Fernando Gabeira: The Green Party has entered into a stage of deep decadence. I couldn’t control a party that had lost contact with its roots. And the PT has an environmental sector… I am, thus, a species of guest within that party. I work with my ideas. I am tolerated and, what’s more, I comply with my obligations in the party. Although it’s clear that not all my ideas are adopted by the party…
Narco News: Then, how do you see the drug and narco-trafficking policies going in Lula’s government?
Fernando Gabeira: The first and decisive perspective will be to strengthen the mechanisms of education and discussion, ad weaken the mechanisms that lead to the so-called War on Drugs. I believe that it would be difficult, in the first days, that the PT government would be able to legalize because to make the necessary social and material changes, the PT has made a series of alliances with more conservative sectors, such as the evangelical churches, who prohibit almost everything that is progressive. Then, we have a great resistance to discussion of legalization. On the other hand, repression as a policy has no defenders either, it is losing its popularity. I believe that what will be possible will be to continue the slow and gradual process of the previous government.
Narco News: How?
Fernando Gabeira: The first step will be to decide, what for us is already a national consensus: The drug user will no longer be imprisoned… This is going to be very important. The second will be to free the policies of needle exchange for users of injected drugs, because that is also part of our combat against AIDS and there is already wide social support. The third step is exactly the theme of my book, the liberation of the medical use of marijuana. Until now we have not been able to make Marinol (THC pills) in Brazil, it has to be imported from the United States for sale, but the government of this country that doesn’t allow us to manufacture it, although we have the technical conditions and the raw materials… I don’t see any obstacle for producing Marinol.
Narco News: Finally, do you feel attacked by the campaign of fear against the radicals in the PT that has occurred these days in the media?
Fernando Gabeira: No, because the truth is that there are two levels of critique.
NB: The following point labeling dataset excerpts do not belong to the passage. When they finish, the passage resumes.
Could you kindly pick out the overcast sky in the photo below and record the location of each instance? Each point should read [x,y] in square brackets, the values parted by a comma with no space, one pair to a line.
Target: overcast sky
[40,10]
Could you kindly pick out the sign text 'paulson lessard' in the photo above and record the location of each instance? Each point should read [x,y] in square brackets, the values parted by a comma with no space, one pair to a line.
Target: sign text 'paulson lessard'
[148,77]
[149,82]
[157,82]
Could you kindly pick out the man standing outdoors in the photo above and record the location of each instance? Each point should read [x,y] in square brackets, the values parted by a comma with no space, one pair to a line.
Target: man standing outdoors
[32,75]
One is the criticism of the radicals from the point of view of social policy, that leaves aside a bit the question of cultural policy… Thus, at this moment, it’s not about the basic question, but very soon it will be… In these days, there is a grand campaign for the rights of homosexuals to legally marry… And I believe that soon there will be a huge conflict between the evangelicals and the progressives.